Objection 1: It seems that fortitude is not only about dangers of death. For Augustine says (De Morib. Eccl. xv) that |fortitude is love bearing all things readily for the sake of the object beloved|: and (Music. vi) he says that fortitude is |the love which dreads no hardship, not even death.| Therefore fortitude is not only about danger of death, but also about other afflictions.
Objection 2: Further, all the passions of the soul need to be reduced to a mean by some virtue. Now there is no other virtue reducing fears to a mean. Therefore fortitude is not only about fear of death, but also about other fears.
Objection 3: Further, no virtue is about extremes. But fear of death is about an extreme, since it is the greatest of fears, as stated in Ethic. iii. Therefore the virtue of fortitude is not about fear of death.

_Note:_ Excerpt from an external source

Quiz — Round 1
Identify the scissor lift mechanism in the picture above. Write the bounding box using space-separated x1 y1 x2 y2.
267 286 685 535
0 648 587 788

On the contrary, Andronicus says that |fortitude is a virtue of the irascible faculty that is not easily deterred by the fear of death.|
I answer that, As stated above (A), it belongs to the virtue of fortitude to guard the will against being withdrawn from the good of reason through fear of bodily evil. Now it behooves one to hold firmly the good of reason against every evil whatsoever, since no bodily good is equivalent to the good of the reason. Hence fortitude of soul must be that which binds the will firmly to the good of reason in face of the greatest evils: because he that stands firm against great things, will in consequence stand firm against less things, but not conversely. Moreover it belongs to the notion of virtue that it should regard something extreme: and the most fearful of all bodily evils is death, since it does away all bodily goods. Wherefore Augustine says (De Morib. Eccl. xxii) that |the soul is shaken by its fellow body, with fear of toil and pain, lest the body be stricken and harassed with fear of death lest it be done away and destroyed.| Therefore the virtue of fortitude is about the fear of dangers of death.
Reply to Objection 1: Fortitude behaves well in bearing all manner of adversity: yet a man is not reckoned brave simply through bearing any kind of adversity, but only through bearing well even the greatest evils; while through bearing others he is said to be brave in a restricted sense.
Reply to Objection 2: Since fear is born of love, any virtue that moderates the love of certain goods must in consequence moderate the fear of contrary evils: thus liberality, which moderates the love of money, as a consequence, moderates the fear of losing it, and the same is the case with temperance and other virtues. But to love one's own life is natural: and hence the necessity of a special virtue modifying the fear of death.
Reply to Objection 3: In virtues the extreme consists in exceeding right reason: wherefore to undergo the greatest dangers in accordance with reason is not contrary to virtue.